🤖 AI Summary
EU data localization regulations mandate that servers processing EU users’ data reside either within the EU or in third countries deemed “adequate” by the European Commission; however, foundational Internet protocols (e.g., BGP, DNS) lack jurisdictional awareness, rendering compliance enforcement ambiguous. To address this gap, we conduct the first end-to-end empirical measurement study integrating BrightData browser-based probes with RIPE Atlas data-plane probes across over 1,000 networks in 20 EU member states, geolocating both servers and intermediate routers along user request paths. Results show high overall compliance: only 2.2% of service servers—and 1.4% in tracker deployments—reside in non-adequate jurisdictions, though localized violations persist. This work fills a critical large-scale empirical void regarding real-world enforcement of data localization rules and introduces the first joint measurement framework explicitly designed for jurisdictional compliance assessment.
📝 Abstract
EU data localization regulations limit data transfers to non-EU countries with the GDPR. However, BGP, DNS and other Internet protocols were not designed to enforce jurisdictional constraints, so implementing data localization is challenging.
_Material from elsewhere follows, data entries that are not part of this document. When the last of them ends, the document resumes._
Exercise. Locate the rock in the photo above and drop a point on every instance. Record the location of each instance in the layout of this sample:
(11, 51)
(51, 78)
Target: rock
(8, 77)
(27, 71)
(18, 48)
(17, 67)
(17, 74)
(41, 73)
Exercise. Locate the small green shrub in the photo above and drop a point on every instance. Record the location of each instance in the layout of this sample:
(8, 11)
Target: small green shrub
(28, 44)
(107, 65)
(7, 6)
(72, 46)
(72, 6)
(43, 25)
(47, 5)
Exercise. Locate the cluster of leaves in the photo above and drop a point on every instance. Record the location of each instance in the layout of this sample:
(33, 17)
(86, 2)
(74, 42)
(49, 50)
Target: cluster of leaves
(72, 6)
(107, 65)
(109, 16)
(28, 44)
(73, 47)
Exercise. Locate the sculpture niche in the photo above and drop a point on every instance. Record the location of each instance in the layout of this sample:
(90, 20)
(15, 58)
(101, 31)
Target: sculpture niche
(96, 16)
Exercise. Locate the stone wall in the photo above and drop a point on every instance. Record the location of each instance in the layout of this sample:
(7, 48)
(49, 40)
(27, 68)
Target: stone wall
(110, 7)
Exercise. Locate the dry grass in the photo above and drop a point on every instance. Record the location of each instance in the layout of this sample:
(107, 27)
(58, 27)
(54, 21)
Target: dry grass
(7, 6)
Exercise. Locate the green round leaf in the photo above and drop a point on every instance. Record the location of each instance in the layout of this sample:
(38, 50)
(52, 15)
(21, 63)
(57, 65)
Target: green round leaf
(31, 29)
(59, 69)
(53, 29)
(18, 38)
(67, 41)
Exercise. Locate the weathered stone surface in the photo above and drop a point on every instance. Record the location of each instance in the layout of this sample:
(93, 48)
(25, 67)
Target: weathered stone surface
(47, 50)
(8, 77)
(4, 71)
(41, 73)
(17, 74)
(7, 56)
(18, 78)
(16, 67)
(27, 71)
Despite initial research on the topic, little is known about if or how companies currently operate their server infrastructure to comply with the regulations. We close this knowledge gap by empirically measuring the extent to which servers and routers that process EU requests are located outside of the EU (and a handful of"adequate"non-EU countries). The key challenge is that both browser measurements (to infer relevant endpoints) and data-plane measurements (to infer relevant IP addresses) are needed, but no large-scale public infrastructure allows both. We build a novel methodology that combines BrightData (browser) and RIPE Atlas (data-plane) probes, with joint measurements from over 1,000 networks in 20 EU countries. We find that, on average, 2.2% of servers serving users in each EU country are located in non-adequate destination countries (1.4% of known trackers). Our findings suggest that data localization policies are largely being followed by content providers, though there are exceptions.